Recent traffic statistics issued by Midland Expressway Limited reveal vehicle volumes on the M6 Toll have risen by 12 per cent over the past year – and by about a quarter over the past three years.
After many years of low – and sometimes declining – traffic levels, this is welcome news to those who have been concerned about the road giving the appearance of being deserted.
However, it is still too early to hail the investment in the M6 Toll as an unqualified success, since it has yet to achieve profitability. Also, the recent increase in traffic still leaves the road well below the predicted vehicle volume for which the motorway was originally designed.
Currently, the annual average daily traffic (AADT) is around 48,000, whereas the predicted figure was 75,000. Contrast that with the AADT on the busiest stretch of the original M6 (between junctions 8 and 10), which, during a season of peak congestion, can reach a figure as high as 125,000.
Nevertheless, the M6 Toll has experienced an upturn in fortunes in recent times – but what is behind this?
Three main factors immediately suggest themselves.
First: some extensive roadworks on the original M6 have, in recent months, caused journey times on that route to lengthen very considerably.
Second: motorists everywhere have been benefiting from some sharp falls in fuel prices.
Third: improvements in the economy at large have started to produce a general ‘feel-good’ factor, owing to rising wages, falling unemployment and declining mortgage interest, all of which have been encouraging motorists to place somewhat higher values upon savings in travelling time.
Since the onset of the ‘Great Recession’ in 2008, austerity measures of one kind or another had been having negative effects upon long-distance road travel by private car; the kind of travel for which a road like the M6 Toll is particularly well suited. Such travel usually involves discretionary expenditure – one of the first types of spending to be cut when the economy enters recession. Thus, in economists’ parlance, the demand for the M6 Toll can exhibit a high income-elasticity, when a 1 per cent fall in income leads to a greater than 1 per cent fall in traffic, and vice versa.
Some people have suggested that the one-way toll rates charged by Midland Expressway Limited are, at £5.50 for a private car and £11.00 for an HGV, rather expensive, and that this pricing policy has been holding back demand.

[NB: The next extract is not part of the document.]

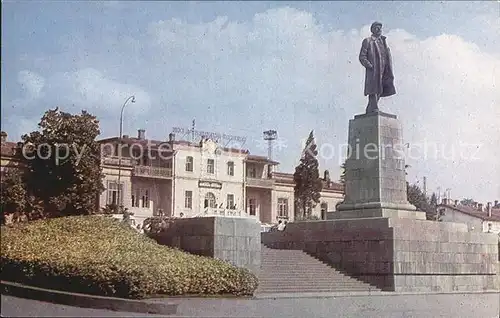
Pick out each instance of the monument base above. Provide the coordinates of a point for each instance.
(399, 254)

If demand for the M6 Toll is highly income-elastic, is it also highly price-elastic?
The answer is probably not: a 10 per cent reduction in toll rates would be likely to lead to a less than 10 per cent rise in traffic volumes, which in that case would mean that total revenues would fall with a reduction in toll rates and only rise with an increase in toll rates.

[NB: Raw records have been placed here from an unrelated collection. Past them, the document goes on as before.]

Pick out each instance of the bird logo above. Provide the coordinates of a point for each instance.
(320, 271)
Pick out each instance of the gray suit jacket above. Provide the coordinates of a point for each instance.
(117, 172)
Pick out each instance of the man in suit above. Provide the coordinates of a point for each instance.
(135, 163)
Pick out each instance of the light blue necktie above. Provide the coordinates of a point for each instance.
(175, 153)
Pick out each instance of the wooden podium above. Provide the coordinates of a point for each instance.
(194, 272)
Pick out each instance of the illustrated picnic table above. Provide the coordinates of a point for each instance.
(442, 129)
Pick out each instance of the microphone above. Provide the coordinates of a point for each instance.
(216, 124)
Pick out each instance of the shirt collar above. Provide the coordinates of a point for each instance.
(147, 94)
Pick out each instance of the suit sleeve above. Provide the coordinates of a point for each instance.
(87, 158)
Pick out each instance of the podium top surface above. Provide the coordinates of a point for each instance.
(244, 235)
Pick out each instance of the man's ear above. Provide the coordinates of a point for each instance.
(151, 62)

A possible reason for the distinction is that a high income-elasticity applies to generated through-traffic – particularly traffic travelling along the north-west/south-east axis – whereas a low price-elasticity applies to traffic diverted from the original M6. Diverted traffic has lower price-elasticity because for many road users the M6 Toll is not a particularly close substitute for the original M6.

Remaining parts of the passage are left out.